Voyons maintenant ce que disent les philosophes. Rappelez-vous l’antique proverbe : « Les enfants et les fous disent toujours la vérité. » La déduction est claire. Les adultes et les sages ne la disent jamais. L’historien Parkman prétend quelque part : « Le principe du vrai peut lui-même être poussé à l’absurde. »

Dans un autre passage du même chapitre, il ajoute : « C’est une vieille vérité que la vérité n’est pas toujours bonne à dire. Ceux qu’une conscience corrompue entraîne à violer habituellement ce principe sont des sots dangereux. » Voilà un langage vigoureux et juste. Personne ne pourrait vivre avec celui qui dirait habituellement la vérité. 

Mais, grâce à Dieu, on ne le rencontre jamais. Un homme régulièrement véridique est tout bonnement une créature impossible. Il n’existe pas. Il n’a jamais existé. Sans doute, il y a des gens qui croient ne mentir jamais. Mais il n’en est rien. Leur ignorance est une des choses les plus honteuses de notre prétendue civilisation. Tout le monde ment. Chaque jour. À chaque heure. Éveillé. Endormi. Dans les rêves, dans la joie, dans le deuil. Si la langue reste immobile, les mains, les pieds, les yeux, l’attitude cherchent à tromper et de propos délibéré. Même dans les sermons…, mais cela est une platitude.

Dans un pays lointain, où j’ai vécu jadis, les dames avaient l’habitude de rendre des visites un peu partout, sous le prétexte aimable de se voir les unes les autres. De retour chez elles, elles s’écriaient joyeusement : « Nous avons fait seize visites, dont quatorze où nous n’avons rien trouvé », ne voulant pas signifier par là qu’elles auraient voulu trouver quelque chose de fâcheux. C’était une phrase usuelle pour dire que les gens étaient sortis. Et la façon de dire indiquait une intense satisfaction de ce fait. 

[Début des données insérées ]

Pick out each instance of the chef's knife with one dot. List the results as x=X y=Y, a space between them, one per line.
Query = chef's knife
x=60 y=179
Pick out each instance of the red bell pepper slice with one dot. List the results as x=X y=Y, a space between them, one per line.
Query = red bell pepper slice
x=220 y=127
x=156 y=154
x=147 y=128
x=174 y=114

Le désir suppose de voir ces personnes, les quatorze d’abord, puis les deux autres, chez qui l’on avait été moins heureux, n’était qu’un mensonge sous la forme habituelle et adoucie, que l’on aura suffisamment définie en l’appelant une vérité détournée. Est-il excusable ? Très certainement. Il est beau. Il est noble. Car il n’a pas d’autre but et d’autre profit que de faire plaisir aux seize personnes. L’homme véridique, à l’âme de bronze, dirait carrément ou ferait entendre qu’il n’avait nul besoin de voir ces gens. Il serait un âne, il causerait une peine tout à fait sans nécessité. Ainsi les dames de ce pays. Mais n’ayez crainte. Elles avaient mille façons charmantes de mentir, inspirées par leur amabilité, et qui faisaient le plus grand honneur à leur intelligence et à leur cœur. Laissez donc dire les gens.

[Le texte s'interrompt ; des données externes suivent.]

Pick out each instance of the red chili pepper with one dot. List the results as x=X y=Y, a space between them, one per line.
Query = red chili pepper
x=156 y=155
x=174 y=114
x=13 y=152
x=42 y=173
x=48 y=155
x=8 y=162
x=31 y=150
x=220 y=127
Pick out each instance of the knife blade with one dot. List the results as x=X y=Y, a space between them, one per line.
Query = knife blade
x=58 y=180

Les hommes de ce pays lointain étaient tous menteurs, sans exception. Jusqu’à leur « Comment allez-vous ? » qui était un mensonge. Car ils ne se souciaient pas du tout de savoir comment vous alliez, sinon quand ils étaient entrepreneurs des pompes funèbres. La plupart du temps aussi, on mentait en leur répondant. On ne s’amusait pas, avant de répondre, à faire une étude consciencieuse de sa santé, mais on répondait au hasard presque toujours tout à faux. Vous mentiez par exemple à l’entrepreneur, et lui disiez que votre santé était chancelante. C’était un mensonge très recommandable, puisqu’il ne vous coûtait rien, et faisait plaisir à l’autre.

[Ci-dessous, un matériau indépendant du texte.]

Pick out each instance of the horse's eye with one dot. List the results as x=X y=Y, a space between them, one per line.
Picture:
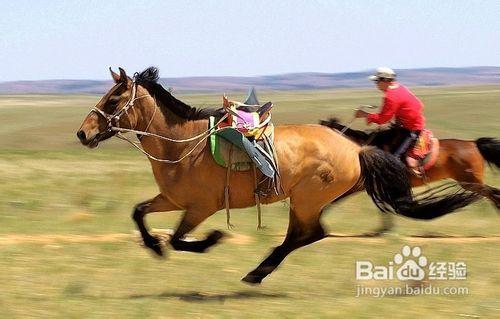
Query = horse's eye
x=112 y=102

 Si un étranger venait vous rendre visite et vous déranger, vous lui disiez chaleureusement : « Je suis heureux de vous voir », tandis que vous pensiez tout au fond du cœur : « Je voudrais que tu fusses chez les cannibales et que ce fut l’heure du dîner. » Quand il partait vous disiez avec regret : « Vous partez déjà ! » Et vous ajoutiez un « Au revoir ! » mais il n’y avait là rien de mal. Cela ne trompait et ne blessait personne. La vérité dite, au contraire, vous eût tous les deux rendus malheureux.
Je pense que tout ce mentir courtois est un art charmant et aimable, et qui devrait être cultivé. La plus haute perfection de la politesse n’est qu’un superbe édifice, bâti, de la base au sommet, d’un tas de charitables et inoffensifs mensonges, gracieusement disposés et ornementés.

Ce qui me désole, c’est la prévalence croissante de la vérité brutale. Faisons tout le possible pour la déraciner. Une vérité blessante ne vaut pas mieux qu’un blessant mensonge. Ni l’un ni l’autre ne devrait jamais être prononcé. L’homme qui profère une vérité fâcheuse, serait-ce même pour sauver sa vie, devrait réfléchir qu’une vie comme la sienne ne vaut pas rigoureusement la peine d’être sauvée.